Controlling Instincts 3: Qalam – The neuroscientific perspective

Since the 60’s, amazing discoveries in the study of the brain allowed us to get closer to understanding how the brain functions. It started with the concept of brain plasticity which proved that brain growth and development is a long life journey which debuct the misconception that brain stops growing at a certain age.

The next breakthrough was in the 90’s when it was discovered that the brain reached its full structural developmental of its basic set of synopsis around the age of 3 after which it loses half of its synopsis after that age. Still, with what is left, we develop the necessary intelligence to surpass all other species intelligent abilities.
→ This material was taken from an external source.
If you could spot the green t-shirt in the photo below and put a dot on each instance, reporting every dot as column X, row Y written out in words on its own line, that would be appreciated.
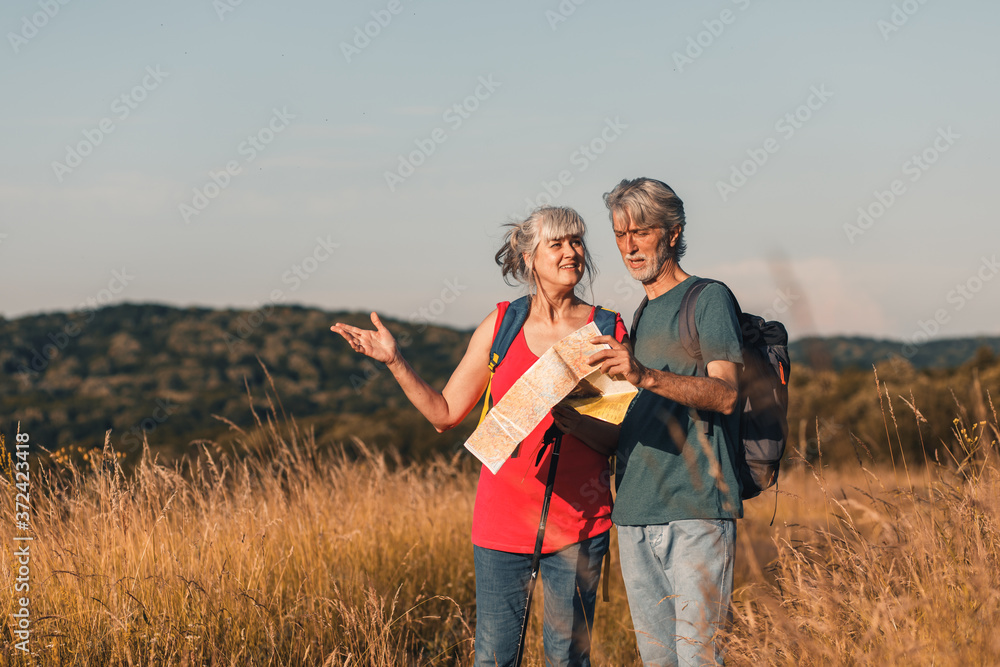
column 665, row 456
In the last decade or so, brain scanning allowed scientists to study how the brain work in real time that helped them to understand the impact of each sensory experience on brain activities.

These discoveries made the scientist understand when synapsis are formed and enhanced following each sensual and emotional experiences. There are some strong evidences that built-in curiosity basics synapses are activated early in the childhood that entice the children to discover the world around them to make sense of it. It starts simple then complex with a boast around the age of 5 during the “why” asking stage which all children go through. I believe this resembles the qalam we are discussing in this series.
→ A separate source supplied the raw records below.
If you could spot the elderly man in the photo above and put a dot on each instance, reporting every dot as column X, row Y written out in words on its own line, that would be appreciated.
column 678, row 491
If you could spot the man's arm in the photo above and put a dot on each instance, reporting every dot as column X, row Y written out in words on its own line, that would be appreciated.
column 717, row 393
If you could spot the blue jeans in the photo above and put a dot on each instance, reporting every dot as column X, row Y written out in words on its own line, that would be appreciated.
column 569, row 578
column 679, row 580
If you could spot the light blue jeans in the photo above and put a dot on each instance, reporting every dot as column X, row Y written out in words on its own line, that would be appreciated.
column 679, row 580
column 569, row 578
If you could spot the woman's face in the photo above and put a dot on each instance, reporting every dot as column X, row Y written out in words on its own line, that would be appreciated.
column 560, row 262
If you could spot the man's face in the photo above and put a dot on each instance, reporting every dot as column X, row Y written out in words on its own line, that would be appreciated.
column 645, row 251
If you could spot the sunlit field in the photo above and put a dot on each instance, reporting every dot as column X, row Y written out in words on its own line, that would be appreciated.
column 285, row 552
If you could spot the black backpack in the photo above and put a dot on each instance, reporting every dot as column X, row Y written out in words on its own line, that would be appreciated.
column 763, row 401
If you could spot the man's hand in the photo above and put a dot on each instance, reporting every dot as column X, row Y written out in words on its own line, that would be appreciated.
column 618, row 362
It is worth noting that the study of the brain, neurosciences, and the discoveries of the DNA are still primitive and there are a lot of work required to prove this argument and identifying the DNA strand responsible for the qalam.

Related References

For simple read, check Popular Science. Special Edition, Your Brain. 2018. New York: Time Inc. Books.

Purves, D., et al. (2018). Neuroscience. International 6th Edition. Signature Oxford. ISBN-10: 160535841X; ISBN-13: 978-1605358413.